Rein vom Gefühl her klingt das schon nach 'nen merkbaren Unterschied. Aber vielleicht ist es das ja wirklich nicht und der entstehende Wasserdampf verflüchtigt sich einfach schnell genug.

Die 100 Personen produzieren diese 10 kW Wärme völlig unabhängig davon, ob der Wagen klimatisiert ist oder nicht. Von daher macht es keinen Unterschied, richtig.
Re: Stadler J/JK
03.05.2022 14:56
Zitat
andre_de
Und wer behauptet, dass insbesondere im Kleinprofil im Sommer eine Klimaanlage total überflüssig wäre, nutzt diese wohl insbesondere auf den langen Hochbahn-Abschnitten nicht.

Schön und gut, aber wo und wie möchtest Du in Kleinprofilzügen jetzt bitte sinnvoll Klimaanlagen mit sämtlichem notwendigen Zubehör einbauen? Das Ganze muss ja dann doch einigermaßen funktionsfähig und wartungsfreundlich sein, darf aber im Fahrzeug auch kaum zusätzlichen Platz beanspruchen...

Viele Grüße
Arnd
Re: Stadler J/JK
03.05.2022 15:23
Zitat
Arnd Hellinger
Zitat
andre_de
Und wer behauptet, dass insbesondere im Kleinprofil im Sommer eine Klimaanlage total überflüssig wäre, nutzt diese wohl insbesondere auf den langen Hochbahn-Abschnitten nicht.

Schön und gut, aber wo und wie möchtest Du in Kleinprofilzügen jetzt bitte sinnvoll Klimaanlagen mit sämtlichem notwendigen Zubehör einbauen? Das Ganze muss ja dann doch einigermaßen funktionsfähig und wartungsfreundlich sein, darf aber im Fahrzeug auch kaum zusätzlichen Platz beanspruchen...

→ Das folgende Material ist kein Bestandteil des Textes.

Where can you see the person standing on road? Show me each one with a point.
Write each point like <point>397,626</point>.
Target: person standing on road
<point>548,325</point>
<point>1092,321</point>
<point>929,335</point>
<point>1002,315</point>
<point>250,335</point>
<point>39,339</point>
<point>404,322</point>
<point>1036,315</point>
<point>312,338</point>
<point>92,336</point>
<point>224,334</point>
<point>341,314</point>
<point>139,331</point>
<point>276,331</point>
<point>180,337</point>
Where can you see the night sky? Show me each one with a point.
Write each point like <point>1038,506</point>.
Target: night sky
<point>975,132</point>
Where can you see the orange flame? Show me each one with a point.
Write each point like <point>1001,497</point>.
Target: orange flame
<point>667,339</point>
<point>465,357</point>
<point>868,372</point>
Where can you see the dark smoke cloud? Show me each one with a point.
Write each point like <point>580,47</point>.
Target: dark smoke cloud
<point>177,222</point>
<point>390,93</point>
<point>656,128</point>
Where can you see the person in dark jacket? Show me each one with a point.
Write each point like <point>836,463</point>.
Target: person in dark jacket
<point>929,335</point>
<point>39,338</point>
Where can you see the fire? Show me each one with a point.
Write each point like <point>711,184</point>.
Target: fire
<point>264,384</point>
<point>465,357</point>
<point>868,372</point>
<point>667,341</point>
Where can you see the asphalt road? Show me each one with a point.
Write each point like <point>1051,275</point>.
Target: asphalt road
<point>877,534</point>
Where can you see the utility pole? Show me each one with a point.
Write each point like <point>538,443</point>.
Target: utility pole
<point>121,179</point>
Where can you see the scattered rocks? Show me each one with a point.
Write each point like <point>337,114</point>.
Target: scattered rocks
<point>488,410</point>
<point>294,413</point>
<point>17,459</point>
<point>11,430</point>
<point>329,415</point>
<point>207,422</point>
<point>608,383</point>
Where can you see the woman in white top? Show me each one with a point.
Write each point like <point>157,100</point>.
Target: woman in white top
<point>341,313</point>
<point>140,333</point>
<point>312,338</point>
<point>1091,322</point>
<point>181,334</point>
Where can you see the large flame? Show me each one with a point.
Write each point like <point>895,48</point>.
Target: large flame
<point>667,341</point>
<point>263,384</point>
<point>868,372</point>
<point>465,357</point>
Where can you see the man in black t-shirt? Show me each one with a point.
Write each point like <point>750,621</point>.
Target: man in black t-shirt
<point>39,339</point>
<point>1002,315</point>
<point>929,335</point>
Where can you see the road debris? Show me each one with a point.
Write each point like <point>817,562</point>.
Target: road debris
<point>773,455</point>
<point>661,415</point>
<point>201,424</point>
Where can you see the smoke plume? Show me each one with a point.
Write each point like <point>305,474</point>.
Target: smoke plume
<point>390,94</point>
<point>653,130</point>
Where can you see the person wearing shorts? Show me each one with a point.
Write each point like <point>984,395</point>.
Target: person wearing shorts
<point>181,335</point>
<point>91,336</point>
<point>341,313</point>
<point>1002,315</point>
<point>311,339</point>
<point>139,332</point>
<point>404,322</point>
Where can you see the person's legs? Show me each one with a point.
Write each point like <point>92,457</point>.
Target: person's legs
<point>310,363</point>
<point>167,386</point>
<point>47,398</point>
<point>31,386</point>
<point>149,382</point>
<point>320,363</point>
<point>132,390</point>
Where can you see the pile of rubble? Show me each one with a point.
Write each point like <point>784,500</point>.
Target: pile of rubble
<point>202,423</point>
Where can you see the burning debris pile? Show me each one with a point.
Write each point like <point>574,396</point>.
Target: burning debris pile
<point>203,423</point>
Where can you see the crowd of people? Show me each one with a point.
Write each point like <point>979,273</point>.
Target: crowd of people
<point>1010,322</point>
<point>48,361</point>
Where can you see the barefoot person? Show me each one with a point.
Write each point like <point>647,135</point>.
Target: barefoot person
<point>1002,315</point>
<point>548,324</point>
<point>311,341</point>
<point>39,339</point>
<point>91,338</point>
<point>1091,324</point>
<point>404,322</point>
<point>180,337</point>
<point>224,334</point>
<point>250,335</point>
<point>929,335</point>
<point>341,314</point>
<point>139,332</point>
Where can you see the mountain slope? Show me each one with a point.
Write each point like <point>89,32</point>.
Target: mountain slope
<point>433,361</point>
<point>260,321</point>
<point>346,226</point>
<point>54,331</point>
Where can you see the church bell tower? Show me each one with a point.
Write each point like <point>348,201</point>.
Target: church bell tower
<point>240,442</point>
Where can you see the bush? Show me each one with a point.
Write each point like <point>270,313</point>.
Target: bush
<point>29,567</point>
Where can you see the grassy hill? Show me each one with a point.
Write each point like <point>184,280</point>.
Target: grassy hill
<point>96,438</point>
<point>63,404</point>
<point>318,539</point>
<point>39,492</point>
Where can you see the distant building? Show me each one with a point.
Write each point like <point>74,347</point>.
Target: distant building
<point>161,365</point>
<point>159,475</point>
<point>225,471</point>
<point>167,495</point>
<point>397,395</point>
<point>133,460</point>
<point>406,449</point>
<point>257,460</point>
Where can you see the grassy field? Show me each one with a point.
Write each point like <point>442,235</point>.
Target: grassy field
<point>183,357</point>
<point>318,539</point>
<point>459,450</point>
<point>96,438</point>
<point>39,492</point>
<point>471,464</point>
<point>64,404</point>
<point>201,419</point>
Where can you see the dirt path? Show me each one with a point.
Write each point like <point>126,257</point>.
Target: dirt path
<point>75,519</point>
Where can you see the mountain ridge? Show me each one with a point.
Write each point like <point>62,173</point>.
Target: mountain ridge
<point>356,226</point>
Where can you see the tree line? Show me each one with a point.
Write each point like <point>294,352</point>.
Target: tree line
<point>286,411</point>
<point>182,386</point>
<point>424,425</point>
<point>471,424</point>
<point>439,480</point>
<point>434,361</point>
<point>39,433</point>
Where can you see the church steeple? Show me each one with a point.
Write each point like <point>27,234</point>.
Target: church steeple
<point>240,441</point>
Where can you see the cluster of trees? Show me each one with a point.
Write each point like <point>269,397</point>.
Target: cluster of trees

Wohl sinnvollerweise unter dem Fußboden ;-) Aber die Frage musst Du nicht mir stellen. Vielmehr hätte man diese Frage den Herstellern als Teil des Lastenhefts stellen müssen, sodass deren Ingenieure kreativ werden können (siehe S-Bahn-Baureihe 483/484). Leider hat man das aber seitens BVG bereits frühzeitig ausgeschlossen und den Herstellern gar keine Chance zur Lösungsfindung gegeben.